Head Speed series, endorsed by statistically the greatest tennis player of all time, Novak Djokovic is definitely one of the best and most famous racket series out there. Why would Djokovic use it if it weren’t, right? Technically yes, but the Speed rackets come in a lot of different sizes and different weights. There is no denying how good the series is, but let’s get to the Head Graphene XT Speed MP in particular. It features a head size of 100 sq inches, a standard length of 27 inches and it is the heaviest racket on this list at 315 g.
This racket is definitely not made for beginners, but rather for intermediate and even advanced players who are looking to propel their game forward. Due to a 16×19 string pattern, it can achieve great amounts of topspin with amazing precision. In addition to it, the speed by which this racket accelerates is just superb, thus the name.
When you think of Novak Djokovic, what’s the first thing that comes to your mind? Without a doubt, the most well-rounded player to ever touch the game. Every aspect of the game you could think of, he’s got it. That pretty much sums up the Head Graphene XT Speed MP with the only downside being that for some people it might be a little stiff at times, and tends to lack the comfort some other competitor rackets have.
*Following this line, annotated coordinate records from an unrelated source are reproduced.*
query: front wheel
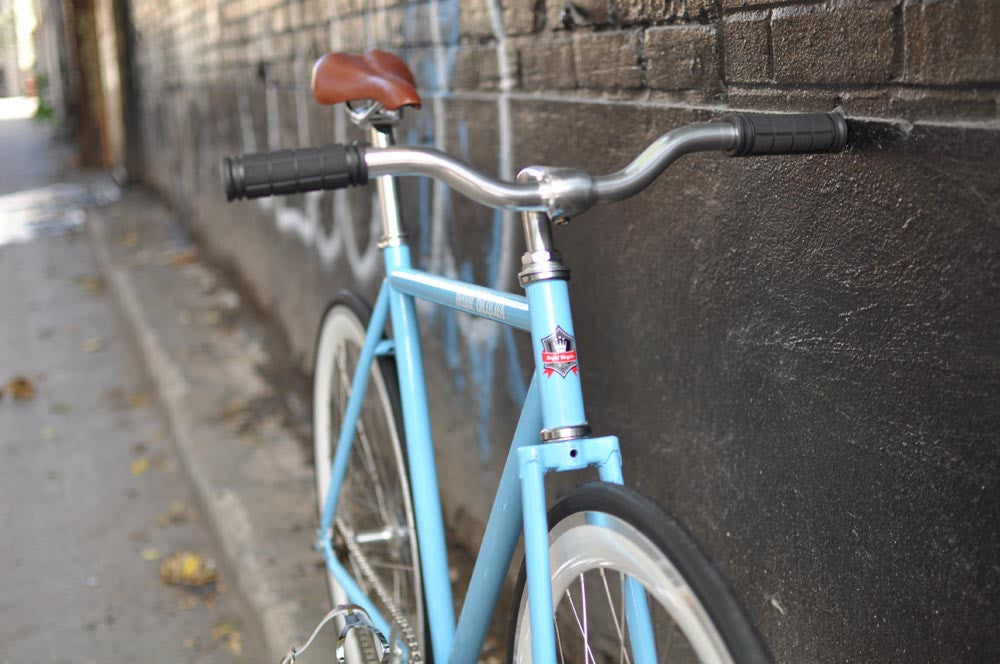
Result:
[508,482,771,664]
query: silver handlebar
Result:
[364,122,738,219]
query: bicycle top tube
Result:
[364,122,738,218]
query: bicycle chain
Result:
[334,518,423,664]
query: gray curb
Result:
[87,209,307,661]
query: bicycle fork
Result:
[517,188,656,664]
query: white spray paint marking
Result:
[238,0,517,340]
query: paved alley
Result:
[0,99,258,664]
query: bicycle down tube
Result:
[317,124,632,664]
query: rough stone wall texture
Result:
[131,0,1000,662]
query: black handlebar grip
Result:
[222,144,368,201]
[726,113,847,157]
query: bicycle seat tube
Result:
[369,123,455,653]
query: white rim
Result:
[313,305,424,642]
[513,512,733,664]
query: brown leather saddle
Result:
[313,50,420,111]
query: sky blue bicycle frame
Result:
[317,123,656,664]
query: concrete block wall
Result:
[130,0,1000,662]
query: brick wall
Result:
[125,0,1000,662]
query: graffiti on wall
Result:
[237,0,527,461]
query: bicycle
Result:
[223,51,847,664]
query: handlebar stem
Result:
[364,122,738,222]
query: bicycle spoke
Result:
[566,588,597,664]
[601,567,631,664]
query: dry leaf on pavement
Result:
[7,376,35,401]
[156,500,191,528]
[160,551,219,588]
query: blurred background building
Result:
[13,0,1000,662]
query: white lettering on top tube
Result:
[455,293,507,320]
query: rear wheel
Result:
[508,483,771,664]
[313,293,425,652]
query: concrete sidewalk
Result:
[0,100,266,664]
[88,190,335,664]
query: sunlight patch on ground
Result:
[0,178,121,245]
[0,97,38,120]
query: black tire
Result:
[507,482,772,664]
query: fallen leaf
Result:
[170,247,198,267]
[128,392,149,409]
[7,376,35,401]
[177,594,199,611]
[212,620,243,655]
[156,500,191,528]
[120,231,139,249]
[152,452,174,473]
[160,551,219,588]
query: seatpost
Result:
[368,124,407,249]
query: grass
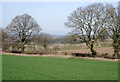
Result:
[2,55,118,80]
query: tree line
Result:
[2,3,120,56]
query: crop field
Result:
[2,55,118,80]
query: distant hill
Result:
[51,34,66,39]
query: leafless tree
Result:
[65,3,111,56]
[35,33,53,49]
[6,14,41,51]
[107,5,120,56]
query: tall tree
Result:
[107,6,120,56]
[65,3,110,56]
[35,33,53,49]
[6,14,41,51]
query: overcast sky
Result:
[2,2,118,35]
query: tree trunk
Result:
[90,45,97,56]
[21,42,25,52]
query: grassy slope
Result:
[3,55,118,80]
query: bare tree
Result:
[6,14,41,51]
[35,33,53,49]
[107,6,120,56]
[65,3,110,56]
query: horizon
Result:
[2,2,118,35]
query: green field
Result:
[2,55,118,80]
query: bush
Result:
[4,50,22,53]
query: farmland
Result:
[2,55,118,80]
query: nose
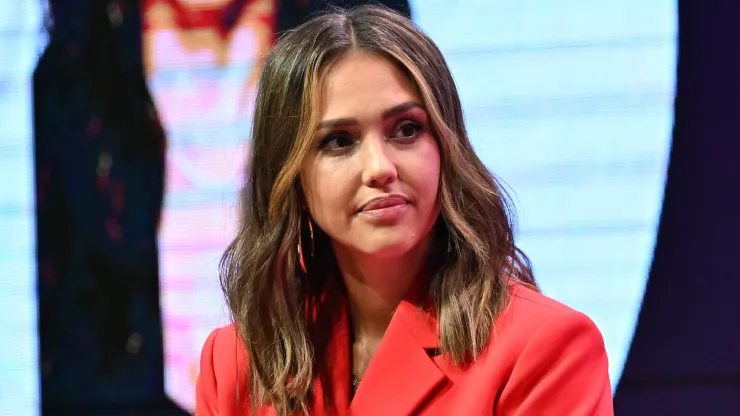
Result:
[360,135,398,188]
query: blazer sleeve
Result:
[195,329,219,416]
[496,312,614,416]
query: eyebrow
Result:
[317,101,424,129]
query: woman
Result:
[196,7,612,416]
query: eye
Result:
[319,132,355,152]
[394,120,424,141]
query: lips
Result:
[360,194,408,212]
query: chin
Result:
[355,232,420,259]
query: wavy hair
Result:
[221,6,536,415]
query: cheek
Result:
[302,163,352,231]
[414,138,441,203]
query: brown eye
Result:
[396,121,422,141]
[319,133,355,152]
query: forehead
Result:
[319,52,421,119]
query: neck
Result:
[334,233,434,341]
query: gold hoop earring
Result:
[298,217,315,274]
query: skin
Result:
[301,52,440,375]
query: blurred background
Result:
[0,0,740,416]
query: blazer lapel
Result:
[347,301,447,416]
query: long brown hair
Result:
[221,6,536,415]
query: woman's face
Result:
[301,52,440,258]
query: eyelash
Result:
[319,120,424,152]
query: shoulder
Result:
[480,284,613,415]
[195,325,248,416]
[495,283,604,349]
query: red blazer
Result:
[195,284,614,416]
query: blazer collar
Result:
[317,301,447,416]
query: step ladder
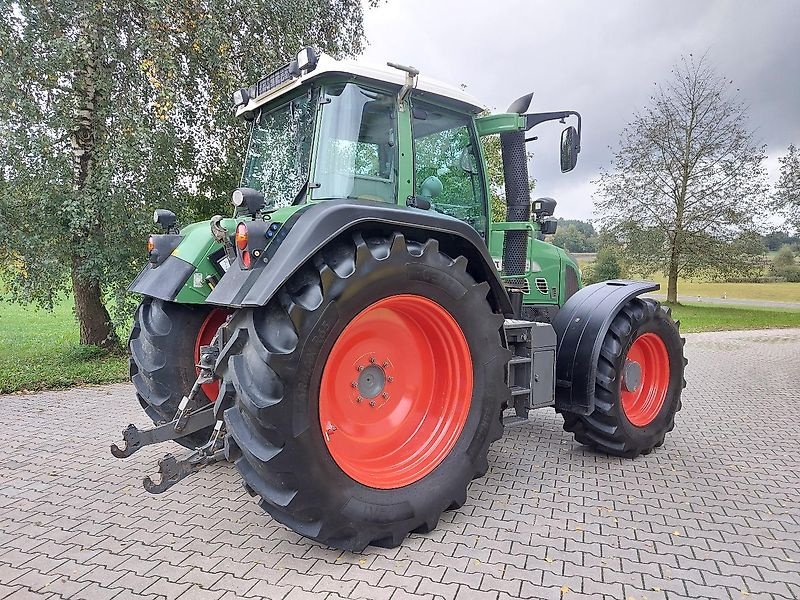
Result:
[503,319,556,426]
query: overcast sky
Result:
[364,0,800,219]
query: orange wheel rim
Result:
[319,294,473,489]
[194,308,230,402]
[621,333,669,427]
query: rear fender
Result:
[553,280,660,415]
[207,200,513,316]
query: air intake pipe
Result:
[500,93,533,284]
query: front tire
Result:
[216,233,509,551]
[128,297,227,448]
[562,298,686,458]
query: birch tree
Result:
[595,55,767,302]
[773,145,800,232]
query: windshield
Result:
[314,83,397,202]
[242,94,314,208]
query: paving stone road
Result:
[0,329,800,600]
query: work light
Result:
[297,46,319,71]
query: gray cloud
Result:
[365,0,800,218]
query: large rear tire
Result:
[562,298,686,458]
[128,298,227,448]
[216,233,509,551]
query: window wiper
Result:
[289,178,308,206]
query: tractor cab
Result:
[234,53,489,231]
[234,48,580,316]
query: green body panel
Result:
[397,100,416,206]
[172,219,236,304]
[475,113,525,137]
[489,222,580,305]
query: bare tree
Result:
[595,55,767,302]
[772,145,800,232]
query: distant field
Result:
[0,300,128,393]
[572,252,800,303]
[672,304,800,333]
[652,277,800,302]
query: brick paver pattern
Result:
[0,329,800,600]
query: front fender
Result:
[128,219,236,304]
[207,200,513,316]
[553,279,660,415]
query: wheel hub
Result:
[620,332,670,427]
[319,294,473,489]
[622,360,642,392]
[358,365,386,399]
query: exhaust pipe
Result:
[500,93,533,286]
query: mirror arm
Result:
[525,110,581,152]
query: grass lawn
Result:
[572,252,800,302]
[650,276,800,302]
[0,300,128,393]
[672,304,800,333]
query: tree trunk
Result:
[71,256,119,350]
[667,251,678,303]
[70,17,118,348]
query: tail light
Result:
[236,223,247,250]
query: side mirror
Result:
[458,146,478,175]
[531,198,558,221]
[539,217,558,235]
[561,125,581,173]
[419,175,444,199]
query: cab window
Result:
[313,83,397,202]
[412,102,487,236]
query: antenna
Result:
[386,62,419,110]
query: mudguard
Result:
[128,255,194,301]
[553,279,660,415]
[207,200,513,316]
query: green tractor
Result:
[112,48,685,550]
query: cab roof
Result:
[236,53,486,116]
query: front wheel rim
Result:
[319,294,473,489]
[620,333,670,427]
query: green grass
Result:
[649,276,800,302]
[0,300,128,393]
[672,304,800,333]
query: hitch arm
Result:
[142,420,225,494]
[111,404,216,458]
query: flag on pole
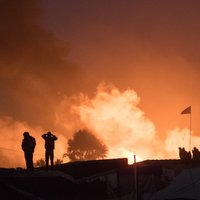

Head Speed MP and the Radical S share the spot for the greatest quality racket out of all these that we’ve mentioned so far, but the Speed MP would definitely be my top pick if I were looking for the best tennis racket under 100$.
So, what is a perfect tennis racket? The easiest way of putting it is that the perfect tennis racket is the racket that is right for you. You have to define what you value most in a tennis racket and then try to find it. It all depends on your age, skill level, and physical capabilities. It could be an old racket or a new one, doesn’t matter, all that matters is how it fits you and how comfortable you are with it. When I started playing my father cut down an adult racket to make it shorter and re-gripped it ( I am not joking).
Above are the key factors in choosing the best tennis racket, whether you’re a beginner player or an advanced player. The rackets on our list are all high quality for the price and we’ve also not just chosen the newest rackets either. The Head Tsi 6 is an older racket but it still packs a punch in today’s market.
To conclude, these are our top picks for the best tennis rackets under 100$, choose a couple of them, try them, and ultimately decide which one is the right one for you.